Si può definire l’operatore sociale come persona con un background personale e culturale, con bisogni ed un sistema valoriale di riferimento, che vive con consapevolezza e secondo uno stile di vita corretto, mettendo al servizio delle persone la propria competenza.
Un professionista che lavora nella relazione d’aiuto in cui riveste il ruolo di co-protagonista. L’operatore media tra sé, altro, struttura e territorio. Il lavoro relazionale richiede una buona conoscenza di sé, dei propri valori, del proprio funzionamento in termini personali ed interpersonali e delle proprie risorse e criticità (consapevolezza).
Chi si avvicina al ruolo dell’operatore sociale, deve essere interessato all’altro, come un antropologo; il motore che lo deve muovere è la curiosità, la voglia, nell’ottica della condivisione, di “lavorare con” piuttosto che di “lavorare per”; è un esperto di metodo che si realizza nella relazione piuttosto che nell’utilizzo di tecniche relazionali, è in grado di restare aderente alla realtà dell’altro ed ha chiaro che i tempi di reazione variano da persona a persona.
Altro concetto primario è la responsabilità: l’operatore sociale è responsabile della comprensione e corretta analisi della domanda, della concretizzazione una relazione proficua, della creazione un clima accogliente.
È corresponsabile dell’attuazione del processo di cambiamento dell’utente.

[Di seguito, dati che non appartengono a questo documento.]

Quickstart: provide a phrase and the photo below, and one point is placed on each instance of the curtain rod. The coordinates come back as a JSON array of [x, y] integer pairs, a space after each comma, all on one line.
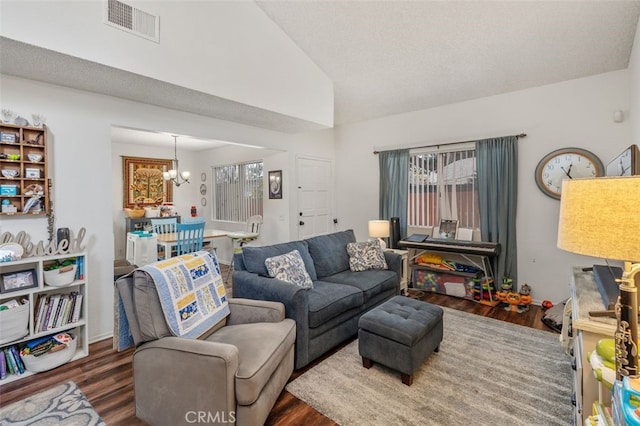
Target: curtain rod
[[521, 135]]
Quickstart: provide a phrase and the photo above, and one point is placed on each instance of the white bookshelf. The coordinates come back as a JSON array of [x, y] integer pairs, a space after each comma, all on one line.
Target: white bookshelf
[[79, 328]]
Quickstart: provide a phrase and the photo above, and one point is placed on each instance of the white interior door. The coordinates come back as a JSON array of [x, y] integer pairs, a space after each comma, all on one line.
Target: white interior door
[[314, 197]]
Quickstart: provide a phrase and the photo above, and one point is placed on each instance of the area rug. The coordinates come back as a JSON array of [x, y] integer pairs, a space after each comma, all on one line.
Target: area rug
[[488, 372], [61, 405]]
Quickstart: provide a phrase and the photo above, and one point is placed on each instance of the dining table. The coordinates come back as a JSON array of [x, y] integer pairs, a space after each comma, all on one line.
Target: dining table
[[170, 240]]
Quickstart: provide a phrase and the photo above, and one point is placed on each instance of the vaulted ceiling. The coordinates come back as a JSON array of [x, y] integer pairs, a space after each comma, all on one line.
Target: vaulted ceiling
[[391, 57]]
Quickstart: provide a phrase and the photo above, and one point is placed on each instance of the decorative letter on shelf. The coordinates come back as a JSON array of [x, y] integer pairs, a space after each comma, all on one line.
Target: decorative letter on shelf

La sfida professionale irrinunciabile è la considerazione dell’operatore sociale come osservatore co-protagonista del percorso relazionale, parte integrante del sistema in cui si trova ad agire, non più considerato come unico esperto, portatore di tecnicità e saperi teorici, ma persona con una propria storia e biografia; la relazione offerta non è più gerarchica e verticale, ma diviene orizzontale conducendo il processo di aiuto ad un incontro dialogico compartecipato… “mostravo le mie emozioni, fino, talvolta, al pianto. Chiamavo questo mio modo di lavorare “terapia sentimentale” (…) cominciai a cercare nuove strade per far sentire i clienti a proprio agio. Quando era il caso raccontavo loro storie della mia vita… se mi sentivo in difficoltà, specialmente se qualche mio problema personale sembrava intrufolarsi nel percorso comune, ne parlavo apertamente, e spesso ottenendo buoni risultati” (Hoffman 1992, trad. it. p.21).